Letztlich erhielt ein Konsortium aus Immofinanz, Raiffeisen Oberösterreich und Wiener Städtische den Zuschlag - um 961 Millionen Euro.

Die Privatisierung stand unter keinem guten Stern: Der Rechnungshof monierte schon 2007, dass der Verkauf zu billig erfolgt sei. Und überdies habe die Republik auf ein Recht verzichtet, Mieter für frei werdende Wohnungen vorzuschlagen - was das Paket schlagartig massiv aufwertete.

Nun sorgt der Buwog-Verkauf mit Verspätung erneut für Schlagzeilen: Hochegger und Meischberger hatten von der Immofinanz fast 10 Millionen Euro als Provision kassiert (und nicht versteuert). Ihre Informationen sollen überhaupt erst den Zuschlag ermöglicht haben.

Aufklärungsbedürftig ist vor allem: Woher stammt die Information - sind Details aus dem Finanzministerium durchgesickert? Und: Sind noch weitere, bisher nicht bekannte Provisionen geflossen? All das wird die Staatsanwaltschaft beschäftigen.

Seltsam war von Beginn an, wie knapp der Vorsprung des Bestbieters Immofinanz vor der CA Immo gewesen war - die Gebote lagen nur um marginale 1,2 Millionen Euro auseinander. Was nicht nach einem Zufall aussieht.

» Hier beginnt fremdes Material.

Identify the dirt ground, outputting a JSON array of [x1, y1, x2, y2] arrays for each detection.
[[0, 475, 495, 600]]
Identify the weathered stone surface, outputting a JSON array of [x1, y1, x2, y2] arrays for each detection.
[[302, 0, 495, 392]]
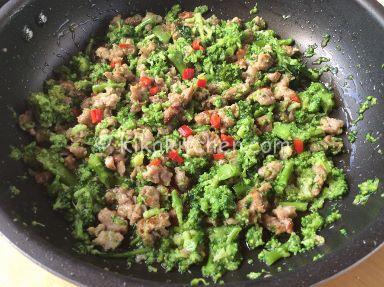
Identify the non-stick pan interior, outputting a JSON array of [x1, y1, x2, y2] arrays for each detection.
[[0, 0, 384, 286]]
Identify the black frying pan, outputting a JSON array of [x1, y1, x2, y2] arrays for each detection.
[[0, 0, 384, 286]]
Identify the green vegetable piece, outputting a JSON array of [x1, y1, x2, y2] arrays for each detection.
[[88, 154, 115, 187], [168, 50, 187, 74], [36, 149, 76, 186], [216, 164, 240, 181], [274, 160, 294, 194], [152, 25, 171, 44], [353, 178, 379, 205], [172, 189, 183, 225], [279, 201, 308, 211]]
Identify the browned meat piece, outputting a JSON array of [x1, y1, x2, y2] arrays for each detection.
[[77, 108, 92, 127], [105, 187, 144, 225], [261, 214, 293, 235], [140, 185, 160, 208], [311, 164, 327, 196], [247, 88, 276, 106], [68, 144, 87, 158], [92, 230, 124, 251], [97, 208, 128, 234], [257, 160, 283, 180], [237, 182, 272, 222], [175, 167, 189, 191], [137, 212, 171, 246], [262, 205, 296, 234], [143, 165, 173, 186], [35, 171, 52, 184], [129, 83, 148, 113], [184, 131, 221, 156], [104, 64, 135, 83], [64, 154, 77, 170], [320, 117, 344, 135], [256, 115, 273, 133]]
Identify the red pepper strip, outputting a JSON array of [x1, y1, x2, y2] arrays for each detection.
[[182, 68, 195, 80], [293, 139, 304, 153], [210, 114, 221, 129], [91, 109, 103, 124], [197, 79, 207, 88], [149, 86, 159, 96], [168, 150, 184, 164], [140, 76, 152, 87], [178, 125, 193, 138], [149, 158, 161, 166], [220, 134, 235, 147], [212, 153, 225, 160]]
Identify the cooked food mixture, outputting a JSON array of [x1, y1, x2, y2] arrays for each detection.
[[13, 6, 347, 282]]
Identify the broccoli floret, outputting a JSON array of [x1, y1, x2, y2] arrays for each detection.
[[245, 225, 264, 250], [36, 149, 76, 186], [301, 212, 324, 249], [88, 154, 115, 187], [28, 85, 74, 128], [299, 83, 335, 114], [70, 53, 91, 76], [200, 185, 236, 219], [202, 225, 241, 282], [353, 178, 379, 205]]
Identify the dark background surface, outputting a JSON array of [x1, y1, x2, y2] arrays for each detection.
[[0, 0, 384, 286]]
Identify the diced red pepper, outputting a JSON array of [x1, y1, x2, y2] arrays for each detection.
[[168, 150, 184, 164], [72, 108, 80, 117], [182, 68, 195, 80], [109, 60, 121, 69], [149, 86, 159, 96], [119, 43, 132, 49], [210, 114, 221, 129], [192, 39, 205, 51], [149, 158, 161, 166], [140, 76, 152, 87], [293, 139, 304, 153], [290, 94, 301, 104], [91, 109, 104, 124], [178, 125, 193, 138], [212, 153, 225, 160], [197, 79, 207, 88], [220, 134, 235, 147]]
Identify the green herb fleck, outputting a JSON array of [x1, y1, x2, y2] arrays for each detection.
[[312, 57, 330, 65], [304, 44, 317, 58], [321, 34, 331, 48], [348, 131, 357, 143], [353, 178, 379, 205]]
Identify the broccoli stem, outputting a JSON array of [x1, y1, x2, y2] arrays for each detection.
[[172, 189, 183, 225], [168, 51, 187, 74], [279, 201, 308, 211], [92, 82, 125, 94], [152, 25, 171, 44], [36, 149, 76, 186], [88, 154, 115, 187]]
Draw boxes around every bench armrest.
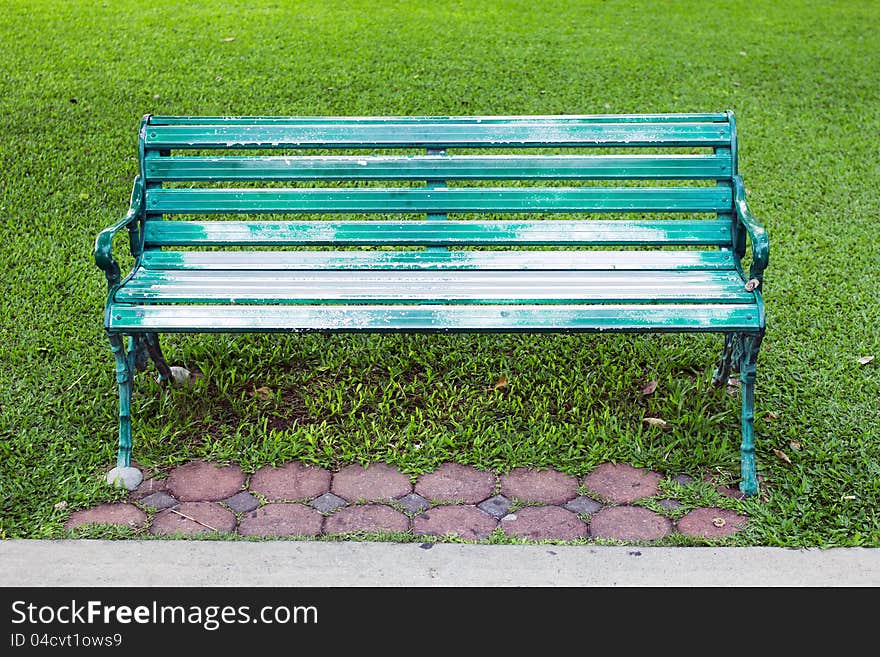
[733,176,770,289]
[95,176,144,288]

Weitere Auffälligkeit: An fast allen Entscheidungshebeln saßen langjährige Grasser-Vertraute: Das Bieterverfahren wurde von der Investmentbank Lehman Brothers geleitet, wo der Grasser-Vertraute Karlheinz Muhr als Berater werkte.

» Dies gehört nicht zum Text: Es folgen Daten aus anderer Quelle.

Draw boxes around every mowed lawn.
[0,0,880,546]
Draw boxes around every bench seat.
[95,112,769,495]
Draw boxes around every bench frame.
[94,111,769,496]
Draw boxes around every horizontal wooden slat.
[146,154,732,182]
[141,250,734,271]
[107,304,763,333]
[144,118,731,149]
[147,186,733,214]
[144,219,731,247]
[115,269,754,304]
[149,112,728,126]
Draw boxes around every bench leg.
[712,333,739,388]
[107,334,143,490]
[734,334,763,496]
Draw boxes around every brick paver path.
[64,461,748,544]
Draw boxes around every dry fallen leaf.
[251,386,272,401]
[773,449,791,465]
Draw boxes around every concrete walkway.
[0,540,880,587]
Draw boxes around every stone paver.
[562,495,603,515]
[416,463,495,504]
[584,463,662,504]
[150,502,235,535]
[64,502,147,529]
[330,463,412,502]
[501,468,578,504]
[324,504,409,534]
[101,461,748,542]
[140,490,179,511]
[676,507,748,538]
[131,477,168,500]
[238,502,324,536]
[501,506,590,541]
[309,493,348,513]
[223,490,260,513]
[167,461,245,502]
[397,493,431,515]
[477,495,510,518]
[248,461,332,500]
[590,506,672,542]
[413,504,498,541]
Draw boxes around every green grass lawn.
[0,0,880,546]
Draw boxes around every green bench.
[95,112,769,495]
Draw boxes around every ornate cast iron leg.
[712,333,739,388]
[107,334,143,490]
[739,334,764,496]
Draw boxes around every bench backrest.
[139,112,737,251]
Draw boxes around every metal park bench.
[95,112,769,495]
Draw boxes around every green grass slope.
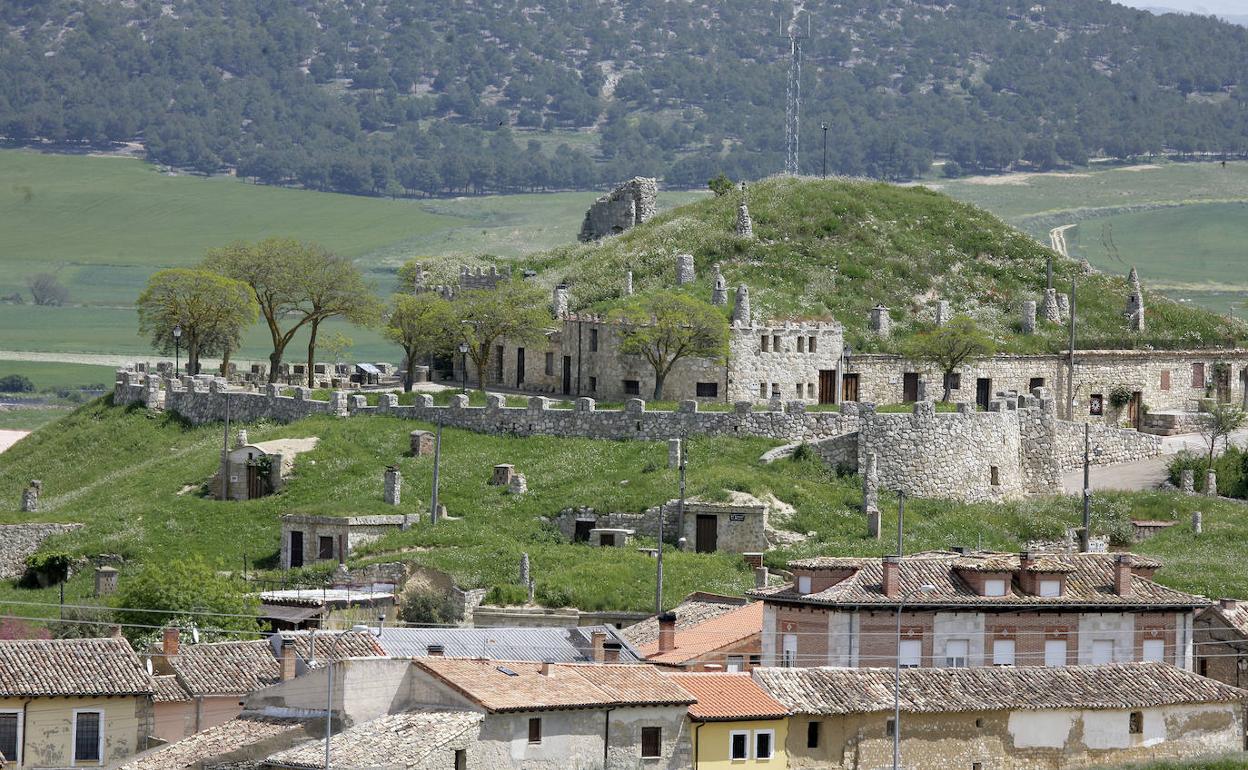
[0,399,1248,614]
[530,177,1246,352]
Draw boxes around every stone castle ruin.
[577,176,659,243]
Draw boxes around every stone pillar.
[1022,300,1036,334]
[676,255,696,286]
[384,465,403,505]
[733,283,750,326]
[21,479,44,513]
[870,305,892,339]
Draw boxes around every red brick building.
[751,552,1209,669]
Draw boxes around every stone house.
[754,663,1248,770]
[749,550,1209,669]
[1192,599,1248,688]
[671,673,789,770]
[280,513,408,569]
[0,636,155,770]
[638,602,763,673]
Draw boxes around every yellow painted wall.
[690,719,789,770]
[0,696,154,770]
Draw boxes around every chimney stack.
[884,557,901,599]
[1113,553,1134,597]
[659,613,676,653]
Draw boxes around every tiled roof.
[266,710,482,768]
[0,638,152,698]
[620,592,749,648]
[120,716,307,770]
[669,673,789,721]
[413,658,693,713]
[640,602,763,665]
[748,552,1209,608]
[754,663,1248,714]
[168,639,281,695]
[152,674,191,703]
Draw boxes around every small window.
[74,711,104,763]
[641,728,663,759]
[754,730,776,759]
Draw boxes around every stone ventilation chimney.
[733,283,750,326]
[659,613,676,653]
[1113,553,1134,597]
[884,557,901,599]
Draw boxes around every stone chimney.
[884,557,901,599]
[659,613,676,653]
[1113,553,1134,597]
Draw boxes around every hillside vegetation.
[0,0,1248,193]
[0,398,1248,615]
[528,177,1248,352]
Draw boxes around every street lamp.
[173,323,182,377]
[898,581,936,770]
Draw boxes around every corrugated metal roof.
[378,625,641,663]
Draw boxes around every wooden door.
[695,514,719,553]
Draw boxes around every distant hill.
[0,0,1248,195]
[527,177,1248,352]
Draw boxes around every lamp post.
[893,583,936,770]
[173,323,182,377]
[324,615,386,770]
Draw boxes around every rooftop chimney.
[884,557,901,599]
[1113,553,1134,597]
[659,613,676,653]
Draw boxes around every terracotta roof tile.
[754,663,1248,714]
[668,673,789,721]
[413,658,693,713]
[639,602,763,665]
[0,638,152,698]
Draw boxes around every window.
[897,639,924,669]
[1092,639,1113,665]
[945,639,971,669]
[74,711,104,763]
[1045,639,1066,665]
[992,639,1015,665]
[754,730,776,759]
[0,711,21,765]
[641,728,663,759]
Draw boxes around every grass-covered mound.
[0,399,1248,615]
[521,177,1248,352]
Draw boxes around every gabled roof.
[640,602,763,665]
[754,663,1248,714]
[668,673,789,721]
[748,552,1209,609]
[0,638,152,698]
[412,658,694,713]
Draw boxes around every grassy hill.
[528,177,1248,352]
[0,399,1248,615]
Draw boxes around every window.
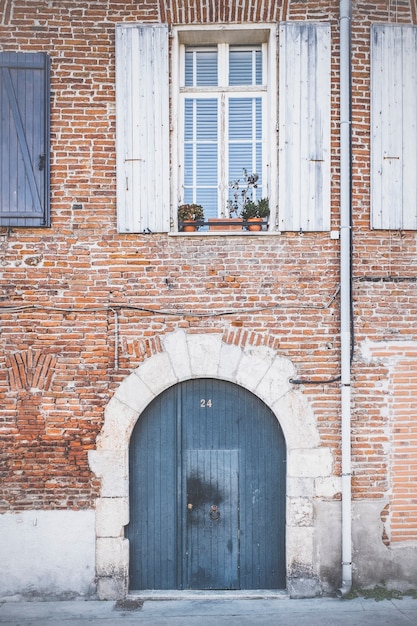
[371,24,417,230]
[179,43,269,218]
[116,22,331,233]
[0,52,49,227]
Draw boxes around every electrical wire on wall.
[0,285,340,372]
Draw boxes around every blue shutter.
[0,52,50,227]
[116,24,170,233]
[371,24,417,230]
[279,22,331,231]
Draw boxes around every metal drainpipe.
[337,0,352,598]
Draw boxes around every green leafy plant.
[178,204,204,222]
[240,198,269,220]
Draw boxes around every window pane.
[184,98,218,208]
[185,48,217,87]
[228,98,262,202]
[229,48,262,85]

Grassers ehemaliger Mentor, Landeshauptmann Jörg Haider, gab überraschend seinen Widerstand gegen den Verkauf der ESG-Villach auf - was laut "Format" den Zuschlag zugunsten der Immofinanz beeinflusst haben könnte. Grassers Kabinettmitarbeiter Heinrich Traumüller - später Vorstand der Finanzmarktaufsicht - unterfertigte den Verzicht der Republik als vorrangiger Mieter. Und Ernst Karl Plech, der seit Juli 2009 gemeinsam mit Grasser eine Immobilienfirma betreibt, war Aufsichtsratschef der Buwog.